Lunga vita al Re! Anche se non tutto va per il verso giusto ad Albion...

Voto WebNews
8,5
Data di uscita

29 Ottobre 2010

Giudizi
  • Giocabilità8,5
  • Grafica8,9
  • Sonoro9,0
  • Multiplayer8,0
  • Longevità7,9
Pro

Sistema di gioco versatile e divertente. Ambientazione affascinante. Level design molto migliorato. Maggiore enfasi sulla gestione economica. Sonoro avvolgente

Contro

Eccessiva linearità narrativa. Scarsa enfasi sulle fasi cruciali dell'avventura. Grado di sfida blando. Longevità affidata alla volontà del giocatore di approfondire. Sistema di combattimento superficiale

Di ,

Trama

Fable 3 è il nuovo capitolo della celebre saga Fantasy ideata da Peter Molyneux e i suoi Lionhead Studios. Ambientato ancora una volta nel magico mondo di Albion, a circa 50 anni di distanza dagli eventi narrati in Fable II; Fable 3 vi vedrà impegnati nel guidare una tumultuosa rivoluzione, volta a spodestare il perfido Logan dal trono del regno. Vestendo i panni del giovane consanguineo del Re – sarete voi a decidere se uomo o donna – sarete chiamati a setacciare in lungo e largo quello che, fino a poco tempo fa, era un reame rigoglioso, nel tentativo di trovare gli alleati e le risorse necessarie per il successo del colpo di stato.

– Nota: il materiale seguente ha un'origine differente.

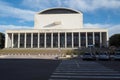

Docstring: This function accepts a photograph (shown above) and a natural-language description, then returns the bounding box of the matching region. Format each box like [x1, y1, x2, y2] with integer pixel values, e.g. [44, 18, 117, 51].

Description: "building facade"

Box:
[5, 8, 108, 49]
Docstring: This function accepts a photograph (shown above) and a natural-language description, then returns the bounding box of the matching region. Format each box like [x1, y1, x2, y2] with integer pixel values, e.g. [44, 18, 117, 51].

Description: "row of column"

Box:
[7, 32, 106, 48]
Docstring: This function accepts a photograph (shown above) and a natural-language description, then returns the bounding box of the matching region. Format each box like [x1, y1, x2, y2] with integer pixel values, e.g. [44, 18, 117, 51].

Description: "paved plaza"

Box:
[0, 59, 120, 80]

Per quanto lineare in termini narrativi, questo processo si rivelerà alquanto articolato… Per formare un esercito degno di questo nome, avrete infatti bisogno di guadagnare la fiducia dei capi tribù, acconsentendo alle loro richieste. Ciò spianerà la strada a una nutrita serie di Quest, primarie e non, nel corso delle quali vi sarà dato modo di scoprire tutta la versatilità del sistema di gioco.

Nella piena tradizione della serie, Fable 3 garantisce al giocatore un certo libero arbitrio, consentendogli di assumere gli atteggiamenti più disparati nei confronti della realtà che lo circonda. Questo influenza chiaramente il modo in cui gli abitanti del luogo vi percepiranno: in qualità di capo rivolta, potete quindi scegliere se indulgere in atteggiamenti aggressivi o dedicarvi a melliflui atti di persuasione. Non di meno, vi viene offerto anche il modo di intrecciare relazioni differenti con i singoli, le quali possono germogliare in sodalizi, inimicizie, matrimoni e relazioni extra-coniugali!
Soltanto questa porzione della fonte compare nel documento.